Escritura Digital Expandida – (EDE)

Está última é que para mim caracteriza a maioria das poesias digitais. Não há mais código predominante, a ambiência é som-texto-imagem, ou como chamou Decio Pignatari uma vez, uma poesia verbo-voco-visual, sei que ele se referia a uma parte da poesia concreta que sempre ocorreu no espaço bidimensional, mas que cabe aqui, porque suas matrizes cifradas desaparecem, sobrevivem em forma de programação que admite o processo como uma escritura digital que se expande, pela própria maneira como o programa opera, sem distinção entre som, imagem e texto. (2009, p. 112,113)

Neste ponto Azevedo nota que como decorrência dos processos não há signos prontos definidos por sua repercussão ou instauração. Os signos decorrentes são superposições que se refazem “em redundantes processos de semiose ou se originam como fenômenos – fenomenologia peirciana - e colocam a todo o momento uma situação nova e inesperada”. Logo as manifestações interventivas e intersectivas que causam o processo de expansão não são

bidimensionais, pois incorporam o tempo, e formam signos provisórios. É o sujeito na qualidade de interpretante final quem restaura sua qualidade sígnica – icônica (2009, p. 114).

“A imitação, a mimese da Escritura Digital Expandida é um processo programático de pura simulação do fazer e de representação no experimentar”. Esse experimentar é o ato recepção do sujeito na ambiência, que também vai promover sua própria expansão geodésica (2009, p. 114).

Azevedo chega a uma conclusão importante: “Se antes demorávamos muito tempo para que uma palavra perdesse seu significado, me arriscaria a dizer que com o tempo o significado de uma palavra poderá durar semanas, dias ou horas, isto porque o seu significado estará ligado a sua variável de mutabilidade - cronotopos – já que percebemos na poesia digital a mutação de espaço temporal em que se alojam os sons, as imagens e as palavras e que surgem em rotas de signo, e a dificuldade para certas analises deste signo e suas variáveis poéticas estão neste impasse” (2009, p. 117).

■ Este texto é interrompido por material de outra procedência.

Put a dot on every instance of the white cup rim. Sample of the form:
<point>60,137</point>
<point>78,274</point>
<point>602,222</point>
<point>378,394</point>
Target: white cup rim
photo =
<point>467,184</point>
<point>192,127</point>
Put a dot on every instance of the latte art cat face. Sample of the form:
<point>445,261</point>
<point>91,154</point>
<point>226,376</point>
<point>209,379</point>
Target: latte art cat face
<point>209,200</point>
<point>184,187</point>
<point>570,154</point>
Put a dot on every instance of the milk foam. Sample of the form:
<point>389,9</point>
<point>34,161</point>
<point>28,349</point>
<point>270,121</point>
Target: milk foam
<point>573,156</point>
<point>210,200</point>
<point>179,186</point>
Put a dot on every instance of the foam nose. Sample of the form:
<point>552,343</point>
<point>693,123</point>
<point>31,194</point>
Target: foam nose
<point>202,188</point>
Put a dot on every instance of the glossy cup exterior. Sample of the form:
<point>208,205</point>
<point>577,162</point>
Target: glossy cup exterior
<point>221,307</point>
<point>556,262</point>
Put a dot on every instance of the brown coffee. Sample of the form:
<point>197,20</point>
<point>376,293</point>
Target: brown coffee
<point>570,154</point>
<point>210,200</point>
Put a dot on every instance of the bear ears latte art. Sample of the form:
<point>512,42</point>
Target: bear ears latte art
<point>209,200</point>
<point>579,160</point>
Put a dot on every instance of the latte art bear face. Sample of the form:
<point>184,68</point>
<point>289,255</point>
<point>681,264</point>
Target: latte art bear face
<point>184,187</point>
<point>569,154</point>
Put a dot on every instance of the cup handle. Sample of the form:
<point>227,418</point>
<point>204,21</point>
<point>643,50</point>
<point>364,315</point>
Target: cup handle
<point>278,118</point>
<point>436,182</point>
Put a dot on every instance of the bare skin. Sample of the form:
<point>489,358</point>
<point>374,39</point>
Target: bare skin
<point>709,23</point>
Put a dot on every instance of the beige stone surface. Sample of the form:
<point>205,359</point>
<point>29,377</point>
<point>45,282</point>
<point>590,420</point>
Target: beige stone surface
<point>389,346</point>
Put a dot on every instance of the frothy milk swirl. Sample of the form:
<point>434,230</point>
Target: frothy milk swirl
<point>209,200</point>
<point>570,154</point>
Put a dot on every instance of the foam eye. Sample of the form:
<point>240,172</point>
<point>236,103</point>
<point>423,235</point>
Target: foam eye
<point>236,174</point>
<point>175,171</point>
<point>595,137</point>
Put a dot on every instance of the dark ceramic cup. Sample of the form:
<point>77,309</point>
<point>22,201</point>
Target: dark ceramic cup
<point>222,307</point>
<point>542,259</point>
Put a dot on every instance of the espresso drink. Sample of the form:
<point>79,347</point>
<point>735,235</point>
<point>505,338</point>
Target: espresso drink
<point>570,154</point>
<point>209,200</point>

Dito de forma singela, qualquer proposta arbitrária de manter o sentido de um signo está ameaçada. A interatividade e a intersecção atuando no tempo sobre o conteúdo das memórias digitais conferem a expansão dos significados e interpretantes sem nenhuma regra possível. Todo conhecimento adquire um devir, um vir a ser possível não previsto nem regrado (2009, p. 145).

Podemos apenas aceitar que a interatividade enquanto instrumento de ação do sujeito assegura a comunicação genuína entre o emissor e o receptor. A funcionalidade da oferta de conhecimento depende da participação do receptor, que ao interagir com as informações, confere um sentido próprio conforme seu repertório de conhecimentos e experiências. Isso acarreta obrigatoriamente na perda de informações (2009, p. 157).

Então dentro a partir de Azevedo, podemos chegar a algumas conclusões iniciais: Esperar que o receptor frua passivelmente qualquer informação na ambiência digital é não perceber que sua possibilidade de múltiplas intervenções está presente, e será atuada através da intersecção da informação. Esta intersecção promoverá cópias que eventualmente receberão intervenções por parte do sujeito. As intervenções não resultam apenas em interpretações

subjetivas, mas sim na formação de novos signos. Estes novos signos podem ser adotados ou rejeitados. Mas todas as intervenções são registradas pelas memórias digitais, permitindo sua eventual adoção em tempos e espaços indeterminados. As intervenções questionam a recepção exclusivamente proposta pelos autores. A interatividade semeia um rizoma que atravessa a ambiência digital. Esse rizoma se manifesta como urdidura de novas acepções dos signos, da informação e por consequência do conhecimento.

E isto deve servir de indicação para pesquisadores, professores, artistas, poetas e discentes na produção de arte, técnica e conhecimento dentro da ambiência digital.